Le patrimoine c’est l’héritage des pères. La génération expressionniste fut celle de la révolte des fils. René Schickele s’était adressé jusque-là à la jeunesse. Nous ne voulons pas mourir, ce sont des essais, écrits pour des jeunes considérablement vieillis au sortir de la guerre. Ce texte se situe au moment où Schickele construit sa maison, son « arche », à Badenweiler, à l’orée de la Forêt Noire.

Notre patrimoine, c’est sa belle prose poétique. René Schickele y ajoute une pensée politique, religieuse, mystique parfois.

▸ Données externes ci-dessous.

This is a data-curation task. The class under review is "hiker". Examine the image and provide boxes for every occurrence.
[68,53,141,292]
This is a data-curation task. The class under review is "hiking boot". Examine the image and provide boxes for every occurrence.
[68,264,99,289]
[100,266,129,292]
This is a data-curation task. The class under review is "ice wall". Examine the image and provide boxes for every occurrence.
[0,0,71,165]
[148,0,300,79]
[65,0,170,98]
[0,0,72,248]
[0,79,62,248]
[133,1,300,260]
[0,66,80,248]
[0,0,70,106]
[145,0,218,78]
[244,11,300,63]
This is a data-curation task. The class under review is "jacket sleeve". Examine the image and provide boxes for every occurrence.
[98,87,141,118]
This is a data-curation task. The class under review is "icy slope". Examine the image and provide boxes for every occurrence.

Dostoïevski enfin, lui permet de faire naître le désir métaphysique

1922, ce sont en Alsace les prémices de la Heimatbewegung. RS y répond par le motif du voyage. Voyage à Genève, Voyage à Paris, avec Le Tour d’Europe (Rundreise) c’est un voyage circulaire, le dessin d’un paysage, d’un pays sage. Sur la montagne, il dit : Ceci est mon pays. C’est un peu Noé sur le seuil de son arche échouée lâchant la colombe qui – je cite la Genèse – « revint vers lui sur le soir, et voici qu’elle avait dans son bec un rameau tout frais d’olivier ». S’il n’y a pas de colombe ici, il y a un survol souverain, comme d’un oiseau, de ce qui pourrait être un paysage européen. Aliocha Karamazov est appelé « l’enfant au rameau d’olivier », sa présence témoigne d’un vouloir vivre bien réel, d’une joie au-delà des larmes. Quel patrimoine ? Où et quand est-on chez soi ? Comme autrefois, il faut partir pour le Grand Tour, s’exposer pour voir, dit le narrateur à la fin du texte.

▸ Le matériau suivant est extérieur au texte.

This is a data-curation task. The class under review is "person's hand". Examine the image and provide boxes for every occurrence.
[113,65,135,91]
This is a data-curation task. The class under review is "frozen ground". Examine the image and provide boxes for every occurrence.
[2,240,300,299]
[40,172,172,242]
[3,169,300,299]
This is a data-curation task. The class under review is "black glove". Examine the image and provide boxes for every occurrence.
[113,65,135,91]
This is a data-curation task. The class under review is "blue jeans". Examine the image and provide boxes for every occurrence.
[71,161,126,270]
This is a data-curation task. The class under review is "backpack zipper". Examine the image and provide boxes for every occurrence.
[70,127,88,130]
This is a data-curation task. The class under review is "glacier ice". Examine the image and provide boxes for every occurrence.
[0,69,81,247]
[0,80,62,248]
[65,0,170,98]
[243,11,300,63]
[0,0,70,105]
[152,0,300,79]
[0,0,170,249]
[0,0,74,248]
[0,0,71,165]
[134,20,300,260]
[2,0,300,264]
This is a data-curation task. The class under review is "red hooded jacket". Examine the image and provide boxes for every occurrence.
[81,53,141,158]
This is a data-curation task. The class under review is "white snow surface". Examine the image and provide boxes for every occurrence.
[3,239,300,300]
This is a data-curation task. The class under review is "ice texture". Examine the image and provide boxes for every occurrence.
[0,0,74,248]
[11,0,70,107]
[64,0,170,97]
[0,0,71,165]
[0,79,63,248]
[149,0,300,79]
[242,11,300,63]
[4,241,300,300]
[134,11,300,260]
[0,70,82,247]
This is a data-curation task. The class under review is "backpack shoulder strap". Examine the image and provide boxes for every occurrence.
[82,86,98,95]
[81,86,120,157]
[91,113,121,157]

Pour conclure. Traduire est transmettre. Au moment même où il publie Wir wollen nicht sterben, René Schickele s’engage dans l’écriture de Das Erbe am Rhein, titre traduit tantôt par « Le domaine sur le Rhin » tantôt par « L’héritage rhénan ». Ce domaine est miné par la grande Histoire qui s’emballe. Nous ne voulons pas mourir rappelle qu’il y a des moments dans l’histoire où s’arrête la course à l’abîme et se lève le voile de l’alternative.

Je vous remercie pour votre attention.